Methods: A retrospective cohort study was conducted in Fundacion Valle del Lili (Cali, Colombia), between 2013 and 2019. We included patients ≥ 60 years old diagnosed with AML. The statistical analysis considered the leukemia type (de novo vs. myelodysplasia-related) and treatment (intensive chemotherapy regimen, less-intensive chemotherapy regimen, and without chemotherapy). Survival analysis was performed using Kaplan-Meier method and Cox regression models.

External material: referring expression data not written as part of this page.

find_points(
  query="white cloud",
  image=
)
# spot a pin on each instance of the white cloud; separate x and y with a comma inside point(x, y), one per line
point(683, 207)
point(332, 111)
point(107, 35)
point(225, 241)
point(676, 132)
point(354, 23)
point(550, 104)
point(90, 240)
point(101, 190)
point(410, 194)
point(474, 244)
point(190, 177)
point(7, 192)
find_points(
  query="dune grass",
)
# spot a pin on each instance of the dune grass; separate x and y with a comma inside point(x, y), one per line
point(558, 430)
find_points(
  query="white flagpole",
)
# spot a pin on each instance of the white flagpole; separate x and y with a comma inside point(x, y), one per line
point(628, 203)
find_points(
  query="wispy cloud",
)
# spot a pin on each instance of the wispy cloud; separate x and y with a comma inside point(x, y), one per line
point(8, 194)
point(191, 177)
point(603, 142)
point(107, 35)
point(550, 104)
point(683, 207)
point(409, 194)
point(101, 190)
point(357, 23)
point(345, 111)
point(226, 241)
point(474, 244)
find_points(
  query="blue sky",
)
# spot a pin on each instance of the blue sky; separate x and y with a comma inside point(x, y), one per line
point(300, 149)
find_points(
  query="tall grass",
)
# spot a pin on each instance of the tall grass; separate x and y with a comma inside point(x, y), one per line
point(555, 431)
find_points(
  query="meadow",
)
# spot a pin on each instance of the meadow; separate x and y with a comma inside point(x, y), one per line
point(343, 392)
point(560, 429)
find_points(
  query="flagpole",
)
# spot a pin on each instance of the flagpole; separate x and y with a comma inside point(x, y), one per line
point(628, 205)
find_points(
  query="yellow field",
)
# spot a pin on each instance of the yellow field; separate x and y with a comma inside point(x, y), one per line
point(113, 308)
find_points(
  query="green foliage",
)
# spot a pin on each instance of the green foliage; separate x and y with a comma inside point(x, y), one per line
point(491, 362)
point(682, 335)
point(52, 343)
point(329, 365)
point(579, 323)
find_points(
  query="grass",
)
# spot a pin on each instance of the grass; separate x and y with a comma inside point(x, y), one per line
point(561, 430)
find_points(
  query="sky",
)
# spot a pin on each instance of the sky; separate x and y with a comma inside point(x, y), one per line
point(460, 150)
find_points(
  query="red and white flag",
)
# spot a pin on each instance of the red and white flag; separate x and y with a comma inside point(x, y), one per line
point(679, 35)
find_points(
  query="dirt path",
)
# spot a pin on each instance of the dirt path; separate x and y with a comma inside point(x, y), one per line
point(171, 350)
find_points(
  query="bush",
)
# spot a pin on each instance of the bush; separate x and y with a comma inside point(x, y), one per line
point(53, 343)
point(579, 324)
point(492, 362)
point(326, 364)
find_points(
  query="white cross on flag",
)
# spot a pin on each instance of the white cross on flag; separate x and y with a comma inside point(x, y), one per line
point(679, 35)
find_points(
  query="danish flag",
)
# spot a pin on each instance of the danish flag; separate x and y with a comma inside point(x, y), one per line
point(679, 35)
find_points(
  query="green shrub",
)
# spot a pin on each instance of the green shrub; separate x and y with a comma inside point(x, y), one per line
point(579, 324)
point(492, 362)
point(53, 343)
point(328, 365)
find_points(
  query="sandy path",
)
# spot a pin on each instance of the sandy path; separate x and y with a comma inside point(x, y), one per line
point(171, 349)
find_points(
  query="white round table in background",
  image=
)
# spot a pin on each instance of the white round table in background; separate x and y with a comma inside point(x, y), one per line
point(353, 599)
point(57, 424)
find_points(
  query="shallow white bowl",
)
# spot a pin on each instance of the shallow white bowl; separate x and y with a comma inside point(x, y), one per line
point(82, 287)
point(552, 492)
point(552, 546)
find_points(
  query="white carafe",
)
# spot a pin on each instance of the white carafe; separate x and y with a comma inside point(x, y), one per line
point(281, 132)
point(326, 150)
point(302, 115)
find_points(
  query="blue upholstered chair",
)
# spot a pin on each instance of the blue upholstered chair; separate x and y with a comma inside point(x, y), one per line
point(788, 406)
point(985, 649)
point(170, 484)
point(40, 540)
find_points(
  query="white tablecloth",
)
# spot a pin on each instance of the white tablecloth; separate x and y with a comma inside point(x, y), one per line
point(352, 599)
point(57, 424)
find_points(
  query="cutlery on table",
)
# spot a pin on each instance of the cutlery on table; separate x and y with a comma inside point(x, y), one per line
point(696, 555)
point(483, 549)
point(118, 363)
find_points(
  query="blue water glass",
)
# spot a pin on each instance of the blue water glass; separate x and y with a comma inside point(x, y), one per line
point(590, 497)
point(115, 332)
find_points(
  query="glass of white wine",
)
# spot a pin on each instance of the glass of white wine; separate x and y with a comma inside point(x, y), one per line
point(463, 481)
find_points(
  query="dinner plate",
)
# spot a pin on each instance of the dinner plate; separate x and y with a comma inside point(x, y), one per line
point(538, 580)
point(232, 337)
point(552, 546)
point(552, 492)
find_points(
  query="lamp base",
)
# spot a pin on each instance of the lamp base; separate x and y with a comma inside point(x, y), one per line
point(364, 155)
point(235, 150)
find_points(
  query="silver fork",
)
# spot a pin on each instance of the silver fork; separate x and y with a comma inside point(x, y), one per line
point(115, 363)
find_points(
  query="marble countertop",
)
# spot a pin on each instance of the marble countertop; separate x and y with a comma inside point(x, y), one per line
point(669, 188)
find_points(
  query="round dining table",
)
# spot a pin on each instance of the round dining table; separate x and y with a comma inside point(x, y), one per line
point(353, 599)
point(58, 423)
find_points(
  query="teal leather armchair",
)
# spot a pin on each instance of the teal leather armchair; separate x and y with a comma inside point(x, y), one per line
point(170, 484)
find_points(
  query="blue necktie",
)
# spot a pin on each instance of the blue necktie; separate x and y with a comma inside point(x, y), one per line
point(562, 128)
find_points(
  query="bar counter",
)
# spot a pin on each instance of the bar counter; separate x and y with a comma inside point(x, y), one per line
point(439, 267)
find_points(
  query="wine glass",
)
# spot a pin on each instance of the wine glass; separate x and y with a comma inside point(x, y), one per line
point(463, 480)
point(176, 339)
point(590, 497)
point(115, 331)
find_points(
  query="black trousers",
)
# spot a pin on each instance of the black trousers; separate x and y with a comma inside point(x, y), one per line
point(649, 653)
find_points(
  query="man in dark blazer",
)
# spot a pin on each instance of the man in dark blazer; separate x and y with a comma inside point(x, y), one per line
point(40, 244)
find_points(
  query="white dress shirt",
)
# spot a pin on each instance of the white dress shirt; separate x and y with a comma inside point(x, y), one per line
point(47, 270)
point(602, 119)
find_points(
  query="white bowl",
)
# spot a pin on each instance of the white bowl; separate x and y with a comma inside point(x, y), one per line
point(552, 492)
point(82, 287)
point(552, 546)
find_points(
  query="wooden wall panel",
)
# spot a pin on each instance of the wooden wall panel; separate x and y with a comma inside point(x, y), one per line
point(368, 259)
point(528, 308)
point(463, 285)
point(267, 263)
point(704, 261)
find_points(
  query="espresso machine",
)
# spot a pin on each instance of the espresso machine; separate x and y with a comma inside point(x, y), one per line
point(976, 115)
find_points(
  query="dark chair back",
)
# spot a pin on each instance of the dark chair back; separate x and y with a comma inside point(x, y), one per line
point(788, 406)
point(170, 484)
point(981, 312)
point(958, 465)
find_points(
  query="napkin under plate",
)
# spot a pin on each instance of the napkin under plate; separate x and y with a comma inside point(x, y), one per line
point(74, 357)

Results: A total of 53 patients were included (31 de novo and 22 AML-MR). Intensive chemotherapy regimens were more frequent in patients with de novo leukemia (54.8%), and 77.3% of patients with AML-MR received less-intensive regimens. Survival was higher in the chemotherapy group (P = 0.006), but with no difference between chemotherapy modalities. Additionally, patients without chemotherapy were 10 times more likely to die than those who received any regimen, independent of age, sex, Eastern Cooperative Oncology performance status, and Charlson comorbidity index (adjusted hazard ratio (HR) = 11.6, 95% confidence interval (CI) 3.47 - 38.8).
Conclusions: Elderly patients with AML had longer survival time when receiving chemotherapy, regardless of the type of regimen.